À cet égard, une décision plus ancienne de la Cour d’appel de Paris mérite d’être mentionnée. Le 7 juin 2016, les juges de la Cour d’appel avaient pu énoncer dans un attendu de principe limpide les enjeux attachés à la caractérisation de l’originalité d’une traduction d’une œuvre littéraire. Ainsi, selon ces magistrats, « pour bénéficier de cette protection, la traduction, tout en restant fidèle à l’œuvre première, doit révéler l’existence d’un dialogue intime avec celle-ci dans lequel se révèle la personnalité et l’activité créative du traducteur »[3]. Et ce dialogue intime permettant une éventuelle activité créative du traducteur doit être prouvé.
Dans l’espèce concernée, la Cour avait ainsi retenu que les traducteurs avaient cherché « à se démarquer d’une simple traduction littérale en français de la pièce de théâtre [de l’auteur], par une adaptation et une mise en forme originale, notamment pour rester au même niveau de langage des personnages et leur personnalité propre (étant rappelé que tout le texte est composé de dialogues) sans que le texte de l’œuvre source l’imposait ». Les dialogues composant le texte traduit reposaient alors sur des choix personnels des traducteurs « en s’éloignant de la traduction littérale de façon significative et qui ne s’imposaient pas » d’eux-mêmes.
Mais toute traduction d’une œuvre première ressortant du domaine de la littérature n’est pas nécessairement éligible à la protection par le droit d’auteur et ce, à l’instar de toute autre création. C’est ainsi que la Cour d’appel de Paris, dans une décision du 2 avril 2014, refusa une quelconque protection au bénéfice du titre Cinquante nuances de Grey, traduisant le titre anglais Fifty shades of Grey[4]. En effet, selon la Cour, « dans le cas de la traduction d’une œuvre littéraire écrite dans une langue étrangère, le titre français est protégeable pour autant qu’il s’agisse d’une interprétation originale et non pas d’une simple traduction littérale du titre étranger ». Or, en l’espèce, « le titre de l’édition française du roman d’E.L. James n’est que la traduction littérale du titre anglais (Fifty shades of Grey) ; qu’en effet le terme « Grey », s’il peut désigner en langue anglaise la couleur grise, fait référence de par l’usage d’une majuscule, à l’un des deux personnages principaux du roman, Christian Grey [...] ».

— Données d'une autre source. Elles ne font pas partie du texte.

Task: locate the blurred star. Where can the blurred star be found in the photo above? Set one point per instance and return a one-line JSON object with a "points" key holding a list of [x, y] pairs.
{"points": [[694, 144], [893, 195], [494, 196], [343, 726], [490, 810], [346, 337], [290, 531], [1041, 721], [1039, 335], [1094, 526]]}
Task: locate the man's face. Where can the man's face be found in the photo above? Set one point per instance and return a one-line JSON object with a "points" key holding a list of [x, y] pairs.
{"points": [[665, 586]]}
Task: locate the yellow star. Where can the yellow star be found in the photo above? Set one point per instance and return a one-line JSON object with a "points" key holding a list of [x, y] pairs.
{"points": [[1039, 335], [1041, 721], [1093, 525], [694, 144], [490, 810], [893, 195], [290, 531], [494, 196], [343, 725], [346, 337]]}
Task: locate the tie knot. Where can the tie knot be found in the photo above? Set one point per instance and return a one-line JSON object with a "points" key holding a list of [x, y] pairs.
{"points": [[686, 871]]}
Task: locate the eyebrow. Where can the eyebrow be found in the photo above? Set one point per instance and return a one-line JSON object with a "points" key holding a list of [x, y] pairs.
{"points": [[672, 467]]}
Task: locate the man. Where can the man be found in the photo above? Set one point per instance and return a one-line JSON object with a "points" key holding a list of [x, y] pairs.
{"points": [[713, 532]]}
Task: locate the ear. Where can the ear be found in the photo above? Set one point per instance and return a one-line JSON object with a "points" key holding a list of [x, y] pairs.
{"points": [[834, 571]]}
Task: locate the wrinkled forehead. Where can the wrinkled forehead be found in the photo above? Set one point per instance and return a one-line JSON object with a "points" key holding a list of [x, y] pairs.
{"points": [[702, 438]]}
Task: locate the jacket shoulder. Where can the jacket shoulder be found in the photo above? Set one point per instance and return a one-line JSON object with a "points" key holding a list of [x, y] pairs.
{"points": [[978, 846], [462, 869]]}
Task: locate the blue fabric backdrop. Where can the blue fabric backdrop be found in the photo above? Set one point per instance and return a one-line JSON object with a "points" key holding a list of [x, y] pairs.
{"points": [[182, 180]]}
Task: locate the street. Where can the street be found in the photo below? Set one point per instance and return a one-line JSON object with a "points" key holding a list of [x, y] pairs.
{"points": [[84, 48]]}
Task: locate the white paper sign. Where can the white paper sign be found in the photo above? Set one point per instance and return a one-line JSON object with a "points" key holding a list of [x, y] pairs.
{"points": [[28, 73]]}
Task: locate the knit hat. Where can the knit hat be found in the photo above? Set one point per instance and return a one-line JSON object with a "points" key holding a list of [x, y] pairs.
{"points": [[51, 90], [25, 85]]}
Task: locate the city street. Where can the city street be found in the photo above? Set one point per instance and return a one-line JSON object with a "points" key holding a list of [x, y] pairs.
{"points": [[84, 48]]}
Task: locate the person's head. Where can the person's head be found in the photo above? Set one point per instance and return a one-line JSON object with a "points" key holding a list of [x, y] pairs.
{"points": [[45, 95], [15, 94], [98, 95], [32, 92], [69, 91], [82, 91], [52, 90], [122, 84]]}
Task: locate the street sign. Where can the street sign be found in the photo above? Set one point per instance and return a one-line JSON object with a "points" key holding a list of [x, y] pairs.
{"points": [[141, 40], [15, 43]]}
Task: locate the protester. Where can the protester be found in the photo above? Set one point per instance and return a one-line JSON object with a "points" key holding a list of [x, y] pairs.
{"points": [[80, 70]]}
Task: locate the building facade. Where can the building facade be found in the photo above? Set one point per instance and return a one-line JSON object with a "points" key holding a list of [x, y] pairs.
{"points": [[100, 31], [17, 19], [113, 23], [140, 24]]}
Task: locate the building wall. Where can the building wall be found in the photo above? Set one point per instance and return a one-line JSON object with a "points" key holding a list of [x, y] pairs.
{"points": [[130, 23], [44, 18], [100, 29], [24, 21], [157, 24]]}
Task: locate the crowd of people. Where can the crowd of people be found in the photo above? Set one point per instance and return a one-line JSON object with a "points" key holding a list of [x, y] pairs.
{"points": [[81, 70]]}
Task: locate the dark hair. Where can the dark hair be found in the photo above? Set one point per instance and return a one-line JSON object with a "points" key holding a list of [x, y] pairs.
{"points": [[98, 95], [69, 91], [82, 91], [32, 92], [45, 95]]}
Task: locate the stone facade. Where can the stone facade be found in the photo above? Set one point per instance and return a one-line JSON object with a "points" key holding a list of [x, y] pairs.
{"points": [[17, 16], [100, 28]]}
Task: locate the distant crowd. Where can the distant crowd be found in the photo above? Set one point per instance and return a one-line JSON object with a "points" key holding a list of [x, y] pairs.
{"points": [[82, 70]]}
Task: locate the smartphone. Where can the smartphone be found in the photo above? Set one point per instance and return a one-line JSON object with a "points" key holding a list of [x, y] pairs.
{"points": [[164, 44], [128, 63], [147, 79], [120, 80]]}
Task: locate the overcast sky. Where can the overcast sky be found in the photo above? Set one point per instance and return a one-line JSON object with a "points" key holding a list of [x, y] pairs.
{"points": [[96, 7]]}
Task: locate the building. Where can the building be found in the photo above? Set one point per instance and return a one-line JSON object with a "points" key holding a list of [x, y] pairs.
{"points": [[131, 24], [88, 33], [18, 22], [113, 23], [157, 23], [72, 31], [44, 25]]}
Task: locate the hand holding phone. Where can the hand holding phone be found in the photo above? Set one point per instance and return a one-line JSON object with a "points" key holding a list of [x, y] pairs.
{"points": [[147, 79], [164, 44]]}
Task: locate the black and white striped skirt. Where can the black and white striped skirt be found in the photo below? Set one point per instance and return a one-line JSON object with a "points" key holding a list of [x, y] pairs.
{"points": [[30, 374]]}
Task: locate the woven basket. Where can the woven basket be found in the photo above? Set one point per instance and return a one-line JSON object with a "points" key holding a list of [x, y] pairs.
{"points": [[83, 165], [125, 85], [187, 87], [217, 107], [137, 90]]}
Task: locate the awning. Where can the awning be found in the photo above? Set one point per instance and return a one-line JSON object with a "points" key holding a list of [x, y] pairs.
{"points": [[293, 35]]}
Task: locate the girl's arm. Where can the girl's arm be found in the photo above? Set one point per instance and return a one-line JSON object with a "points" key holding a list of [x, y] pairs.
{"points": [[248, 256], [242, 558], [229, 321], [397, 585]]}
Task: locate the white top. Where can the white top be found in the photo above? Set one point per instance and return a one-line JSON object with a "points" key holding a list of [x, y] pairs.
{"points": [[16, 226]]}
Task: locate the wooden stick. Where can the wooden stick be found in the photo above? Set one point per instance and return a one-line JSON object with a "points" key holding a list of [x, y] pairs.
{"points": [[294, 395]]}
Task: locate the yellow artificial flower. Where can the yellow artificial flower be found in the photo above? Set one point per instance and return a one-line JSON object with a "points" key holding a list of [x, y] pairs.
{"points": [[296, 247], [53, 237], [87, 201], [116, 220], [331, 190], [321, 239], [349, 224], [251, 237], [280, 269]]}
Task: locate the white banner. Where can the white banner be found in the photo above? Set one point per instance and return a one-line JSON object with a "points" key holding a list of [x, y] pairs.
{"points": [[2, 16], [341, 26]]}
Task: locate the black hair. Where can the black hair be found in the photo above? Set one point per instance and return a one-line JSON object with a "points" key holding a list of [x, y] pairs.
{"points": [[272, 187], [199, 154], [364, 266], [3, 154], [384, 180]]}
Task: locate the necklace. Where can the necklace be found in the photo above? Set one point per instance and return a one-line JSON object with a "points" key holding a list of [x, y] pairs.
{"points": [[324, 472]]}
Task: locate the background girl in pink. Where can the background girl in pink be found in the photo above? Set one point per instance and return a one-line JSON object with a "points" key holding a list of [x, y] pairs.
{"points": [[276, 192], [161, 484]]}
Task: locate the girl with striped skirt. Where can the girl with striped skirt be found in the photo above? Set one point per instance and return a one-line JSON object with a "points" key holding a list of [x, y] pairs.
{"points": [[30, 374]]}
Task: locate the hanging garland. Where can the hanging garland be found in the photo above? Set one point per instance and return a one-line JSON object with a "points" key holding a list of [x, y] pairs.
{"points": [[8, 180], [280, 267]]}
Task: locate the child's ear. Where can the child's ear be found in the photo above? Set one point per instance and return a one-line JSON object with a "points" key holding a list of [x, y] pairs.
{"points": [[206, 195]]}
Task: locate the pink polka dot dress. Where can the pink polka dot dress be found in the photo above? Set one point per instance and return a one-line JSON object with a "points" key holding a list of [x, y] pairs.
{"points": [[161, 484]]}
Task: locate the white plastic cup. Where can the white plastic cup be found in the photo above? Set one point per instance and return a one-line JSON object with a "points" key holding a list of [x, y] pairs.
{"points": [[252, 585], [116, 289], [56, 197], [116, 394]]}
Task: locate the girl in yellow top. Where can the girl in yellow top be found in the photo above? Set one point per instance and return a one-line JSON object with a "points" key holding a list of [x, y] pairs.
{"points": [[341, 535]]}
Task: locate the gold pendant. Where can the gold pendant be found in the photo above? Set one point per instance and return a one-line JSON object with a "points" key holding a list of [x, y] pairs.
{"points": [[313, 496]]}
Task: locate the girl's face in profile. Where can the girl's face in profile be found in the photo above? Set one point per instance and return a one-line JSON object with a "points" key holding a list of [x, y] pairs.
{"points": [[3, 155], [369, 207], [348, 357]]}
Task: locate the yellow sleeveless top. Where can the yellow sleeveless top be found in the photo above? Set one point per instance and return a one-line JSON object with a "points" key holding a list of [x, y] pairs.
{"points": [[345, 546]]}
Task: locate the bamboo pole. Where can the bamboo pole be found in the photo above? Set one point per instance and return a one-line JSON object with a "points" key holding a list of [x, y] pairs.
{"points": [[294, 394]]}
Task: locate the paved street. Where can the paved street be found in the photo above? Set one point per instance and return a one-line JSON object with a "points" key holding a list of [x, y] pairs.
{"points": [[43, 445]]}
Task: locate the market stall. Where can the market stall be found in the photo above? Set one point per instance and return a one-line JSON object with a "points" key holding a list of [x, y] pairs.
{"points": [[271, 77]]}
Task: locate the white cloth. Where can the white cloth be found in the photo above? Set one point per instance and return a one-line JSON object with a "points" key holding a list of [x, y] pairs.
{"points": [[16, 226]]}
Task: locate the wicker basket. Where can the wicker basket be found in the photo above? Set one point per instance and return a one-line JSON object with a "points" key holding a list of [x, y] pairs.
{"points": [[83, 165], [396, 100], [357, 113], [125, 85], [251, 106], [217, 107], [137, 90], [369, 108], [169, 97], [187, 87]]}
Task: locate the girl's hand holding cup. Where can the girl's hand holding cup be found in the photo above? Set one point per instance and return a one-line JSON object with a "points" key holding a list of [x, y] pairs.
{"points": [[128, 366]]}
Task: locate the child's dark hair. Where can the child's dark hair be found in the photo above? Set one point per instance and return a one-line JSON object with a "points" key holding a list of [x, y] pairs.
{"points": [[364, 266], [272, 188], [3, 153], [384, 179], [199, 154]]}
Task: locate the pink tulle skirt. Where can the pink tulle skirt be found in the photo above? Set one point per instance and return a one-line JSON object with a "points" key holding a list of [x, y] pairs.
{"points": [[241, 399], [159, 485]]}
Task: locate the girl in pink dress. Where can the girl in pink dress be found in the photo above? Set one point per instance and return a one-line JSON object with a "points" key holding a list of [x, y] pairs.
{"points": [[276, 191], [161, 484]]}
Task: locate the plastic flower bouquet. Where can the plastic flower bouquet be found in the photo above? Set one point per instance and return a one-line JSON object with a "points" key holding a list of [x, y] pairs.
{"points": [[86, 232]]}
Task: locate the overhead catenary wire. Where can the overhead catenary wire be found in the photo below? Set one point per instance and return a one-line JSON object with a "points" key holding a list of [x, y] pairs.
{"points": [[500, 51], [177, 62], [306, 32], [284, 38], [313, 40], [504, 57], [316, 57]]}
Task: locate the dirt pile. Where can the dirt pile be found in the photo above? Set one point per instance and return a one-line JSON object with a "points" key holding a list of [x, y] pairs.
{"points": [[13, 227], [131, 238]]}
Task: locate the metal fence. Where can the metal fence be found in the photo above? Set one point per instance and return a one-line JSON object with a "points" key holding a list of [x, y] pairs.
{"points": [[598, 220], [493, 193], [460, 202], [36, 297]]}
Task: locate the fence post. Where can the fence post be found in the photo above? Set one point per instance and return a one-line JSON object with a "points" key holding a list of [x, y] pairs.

Un article écrit par Me Alexis Fournol, Avocat à la Cour et Associé du Cabinet.
Dans le cadre de son activité dédiée au domaine de l’édition, le Cabinet accompagne régulièrement des auteurs, notamment des illustrateurs, dans la défense de leurs intérêts tant au stade de la négociation et de la conclusion des contrats d’édition qu’à celui de la préservation de leurs droits en justice. Le Cabinet accompagne également des éditeurs indépendants dans la contractualisation de leurs relations avec les auteurs.
[1] CA Paris, pôle 5, ch. 1, 29 juin 2021, RG no 18/21198.
[2] CA Paris, 27 janv. 1987, JurisData n° 1987-021223.
[3] CA Paris, pôle 5, ch. 1, 7 juin 2016, RG no 15/03475.
[4] CA Paris, pôle 5, ch. 1, 2 avr. 2014, RG n° 13/08803.